Here's the code I used to detect emf using one of the analog inputs directly, when I had 1M and 470pF between the analog input and ground:
const float chargingFactor = 2.0; // effective peak detection charging time constant
const float dischargeFactor = 100.0; // effective peak detection discharge time constant
const int delayTime = 1; // sample every 1ms
const int antennaPin = 0; // analog pin number for antenna
const int ledPin = 3; // digital PWM pin for LED
float outVal = 0.0;
int count = 0;
void setup()
{
pinMode(13, INPUT);
pinMode(ledPin, OUTPUT);
}
void loop()
{
analogRead(groundPin);
float inVal = (float)analogRead(antennaPin);
if (inVal > outVal)
{
outVal += (inVal - outVal)/chargingFactor; // simulate charging capacitor through forward-biased diode
}
else
{
outVal -= outVal/dischargeFactor; // simulate discharge through load
}
analogWrite(ledPin, map(constrain((int)outVal, 4, 10), 4, 10, 0, 255));
delay(delayTime);
}
The code in loop() simulates a rectifier and capacitor.

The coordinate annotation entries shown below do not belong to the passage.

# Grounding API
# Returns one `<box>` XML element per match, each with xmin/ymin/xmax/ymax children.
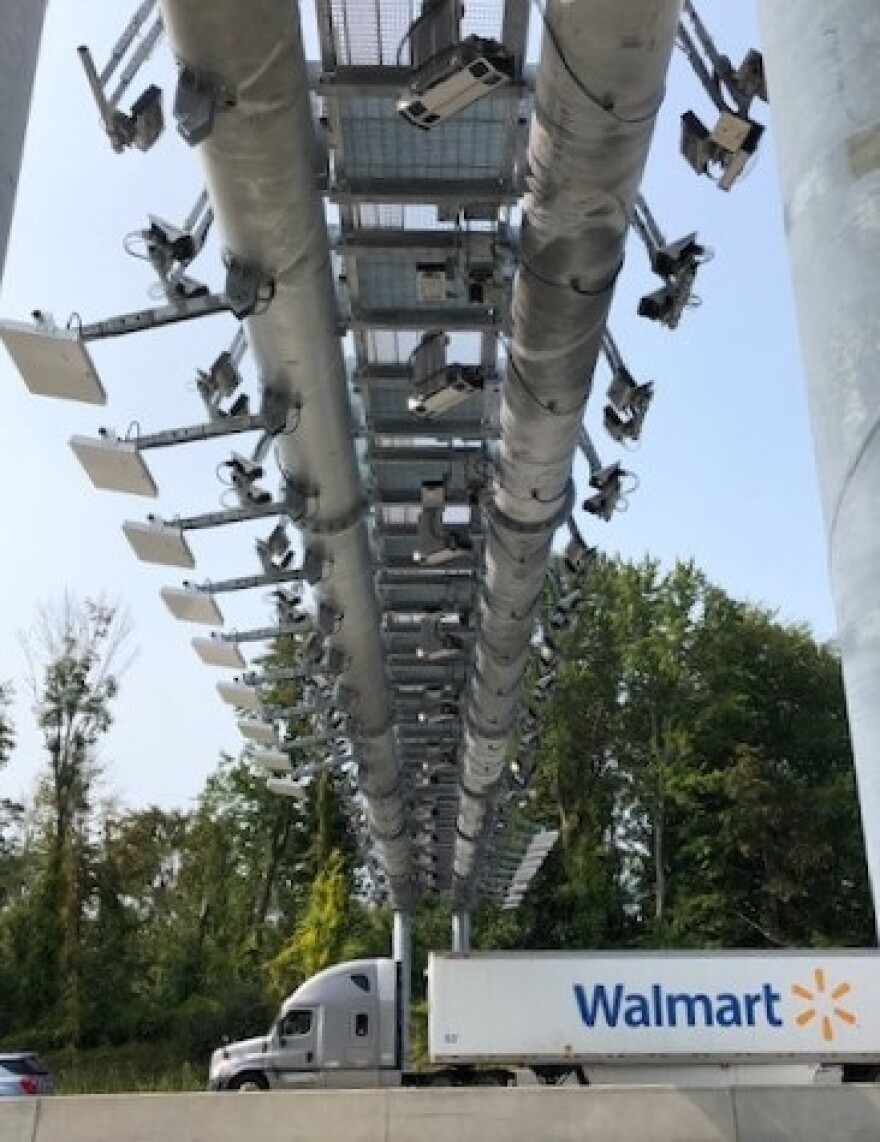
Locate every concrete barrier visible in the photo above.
<box><xmin>0</xmin><ymin>1086</ymin><xmax>880</xmax><ymax>1142</ymax></box>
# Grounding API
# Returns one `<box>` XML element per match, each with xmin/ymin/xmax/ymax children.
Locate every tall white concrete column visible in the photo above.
<box><xmin>452</xmin><ymin>912</ymin><xmax>470</xmax><ymax>952</ymax></box>
<box><xmin>391</xmin><ymin>911</ymin><xmax>412</xmax><ymax>1070</ymax></box>
<box><xmin>0</xmin><ymin>0</ymin><xmax>46</xmax><ymax>290</ymax></box>
<box><xmin>756</xmin><ymin>0</ymin><xmax>880</xmax><ymax>936</ymax></box>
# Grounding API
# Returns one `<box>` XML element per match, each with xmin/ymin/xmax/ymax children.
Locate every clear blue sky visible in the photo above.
<box><xmin>0</xmin><ymin>0</ymin><xmax>833</xmax><ymax>805</ymax></box>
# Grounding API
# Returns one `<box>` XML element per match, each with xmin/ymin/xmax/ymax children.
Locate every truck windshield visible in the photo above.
<box><xmin>278</xmin><ymin>1007</ymin><xmax>312</xmax><ymax>1039</ymax></box>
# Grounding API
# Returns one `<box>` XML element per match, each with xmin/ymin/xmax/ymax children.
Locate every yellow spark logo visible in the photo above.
<box><xmin>791</xmin><ymin>967</ymin><xmax>856</xmax><ymax>1043</ymax></box>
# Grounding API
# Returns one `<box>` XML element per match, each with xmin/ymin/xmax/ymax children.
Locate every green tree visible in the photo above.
<box><xmin>13</xmin><ymin>595</ymin><xmax>129</xmax><ymax>1040</ymax></box>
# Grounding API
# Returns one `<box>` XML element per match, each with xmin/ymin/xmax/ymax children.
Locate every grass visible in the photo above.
<box><xmin>43</xmin><ymin>1043</ymin><xmax>208</xmax><ymax>1094</ymax></box>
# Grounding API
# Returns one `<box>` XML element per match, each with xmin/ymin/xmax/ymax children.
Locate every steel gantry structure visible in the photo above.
<box><xmin>0</xmin><ymin>0</ymin><xmax>716</xmax><ymax>913</ymax></box>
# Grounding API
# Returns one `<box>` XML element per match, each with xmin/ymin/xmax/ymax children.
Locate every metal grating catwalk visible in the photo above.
<box><xmin>317</xmin><ymin>0</ymin><xmax>526</xmax><ymax>893</ymax></box>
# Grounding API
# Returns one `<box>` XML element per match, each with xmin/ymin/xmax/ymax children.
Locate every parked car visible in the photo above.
<box><xmin>0</xmin><ymin>1051</ymin><xmax>53</xmax><ymax>1099</ymax></box>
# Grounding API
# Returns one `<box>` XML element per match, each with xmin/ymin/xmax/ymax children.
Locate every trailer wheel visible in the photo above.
<box><xmin>226</xmin><ymin>1071</ymin><xmax>269</xmax><ymax>1091</ymax></box>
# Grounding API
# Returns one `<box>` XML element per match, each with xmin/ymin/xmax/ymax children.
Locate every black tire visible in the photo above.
<box><xmin>226</xmin><ymin>1071</ymin><xmax>269</xmax><ymax>1091</ymax></box>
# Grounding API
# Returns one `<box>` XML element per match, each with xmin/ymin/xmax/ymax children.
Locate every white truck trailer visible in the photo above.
<box><xmin>209</xmin><ymin>950</ymin><xmax>880</xmax><ymax>1089</ymax></box>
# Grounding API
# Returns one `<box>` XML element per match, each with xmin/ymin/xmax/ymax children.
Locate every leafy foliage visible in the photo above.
<box><xmin>0</xmin><ymin>571</ymin><xmax>873</xmax><ymax>1088</ymax></box>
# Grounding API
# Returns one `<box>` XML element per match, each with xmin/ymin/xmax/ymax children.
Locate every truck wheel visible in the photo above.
<box><xmin>226</xmin><ymin>1071</ymin><xmax>269</xmax><ymax>1091</ymax></box>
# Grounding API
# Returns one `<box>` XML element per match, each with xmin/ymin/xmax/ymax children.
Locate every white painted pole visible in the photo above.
<box><xmin>391</xmin><ymin>911</ymin><xmax>412</xmax><ymax>1071</ymax></box>
<box><xmin>0</xmin><ymin>0</ymin><xmax>46</xmax><ymax>294</ymax></box>
<box><xmin>760</xmin><ymin>0</ymin><xmax>880</xmax><ymax>936</ymax></box>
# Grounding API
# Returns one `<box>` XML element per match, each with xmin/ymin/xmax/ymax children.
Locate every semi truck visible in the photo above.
<box><xmin>209</xmin><ymin>949</ymin><xmax>880</xmax><ymax>1091</ymax></box>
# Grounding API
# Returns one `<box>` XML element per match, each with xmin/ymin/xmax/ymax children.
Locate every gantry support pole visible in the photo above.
<box><xmin>0</xmin><ymin>0</ymin><xmax>46</xmax><ymax>282</ymax></box>
<box><xmin>391</xmin><ymin>911</ymin><xmax>412</xmax><ymax>1071</ymax></box>
<box><xmin>761</xmin><ymin>0</ymin><xmax>880</xmax><ymax>936</ymax></box>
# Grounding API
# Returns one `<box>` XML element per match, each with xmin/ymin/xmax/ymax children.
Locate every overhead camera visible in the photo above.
<box><xmin>225</xmin><ymin>452</ymin><xmax>272</xmax><ymax>507</ymax></box>
<box><xmin>681</xmin><ymin>111</ymin><xmax>764</xmax><ymax>191</ymax></box>
<box><xmin>638</xmin><ymin>234</ymin><xmax>707</xmax><ymax>329</ymax></box>
<box><xmin>678</xmin><ymin>0</ymin><xmax>767</xmax><ymax>191</ymax></box>
<box><xmin>195</xmin><ymin>351</ymin><xmax>250</xmax><ymax>420</ymax></box>
<box><xmin>256</xmin><ymin>523</ymin><xmax>293</xmax><ymax>574</ymax></box>
<box><xmin>550</xmin><ymin>589</ymin><xmax>582</xmax><ymax>629</ymax></box>
<box><xmin>604</xmin><ymin>364</ymin><xmax>654</xmax><ymax>442</ymax></box>
<box><xmin>563</xmin><ymin>538</ymin><xmax>596</xmax><ymax>574</ymax></box>
<box><xmin>397</xmin><ymin>35</ymin><xmax>515</xmax><ymax>130</ymax></box>
<box><xmin>406</xmin><ymin>364</ymin><xmax>483</xmax><ymax>417</ymax></box>
<box><xmin>413</xmin><ymin>481</ymin><xmax>473</xmax><ymax>566</ymax></box>
<box><xmin>415</xmin><ymin>614</ymin><xmax>463</xmax><ymax>662</ymax></box>
<box><xmin>583</xmin><ymin>463</ymin><xmax>624</xmax><ymax>521</ymax></box>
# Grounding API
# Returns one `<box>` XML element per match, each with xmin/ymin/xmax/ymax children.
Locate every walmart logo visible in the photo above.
<box><xmin>574</xmin><ymin>983</ymin><xmax>783</xmax><ymax>1028</ymax></box>
<box><xmin>791</xmin><ymin>967</ymin><xmax>856</xmax><ymax>1043</ymax></box>
<box><xmin>573</xmin><ymin>967</ymin><xmax>856</xmax><ymax>1043</ymax></box>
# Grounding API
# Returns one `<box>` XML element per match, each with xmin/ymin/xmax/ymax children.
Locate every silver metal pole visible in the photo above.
<box><xmin>452</xmin><ymin>912</ymin><xmax>470</xmax><ymax>952</ymax></box>
<box><xmin>760</xmin><ymin>0</ymin><xmax>880</xmax><ymax>936</ymax></box>
<box><xmin>391</xmin><ymin>911</ymin><xmax>412</xmax><ymax>1071</ymax></box>
<box><xmin>0</xmin><ymin>0</ymin><xmax>46</xmax><ymax>290</ymax></box>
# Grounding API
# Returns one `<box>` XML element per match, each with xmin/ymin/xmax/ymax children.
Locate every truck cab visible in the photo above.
<box><xmin>208</xmin><ymin>959</ymin><xmax>401</xmax><ymax>1091</ymax></box>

You could use similar code to smooth out the values you read.
Magician:
It fluctuates because you are measuring AC. To get steady level you have to rectify + low pass filter signal.
Which is what I said in reply #6
Quote from: Magician on Today at 01:31:40 AM
It fluctuates because you are measuring AC. To get steady level you have to rectify + low pass filter signal.
Which is what I said in reply #6
Correct, I only suggest to do this in software, leaving amplifier /hardware side intact.
Thank you Grumpy_Mike the problem got rectified with your replay #6, i made a small change, used a 1M pull down resistor instead of 10k, it worked.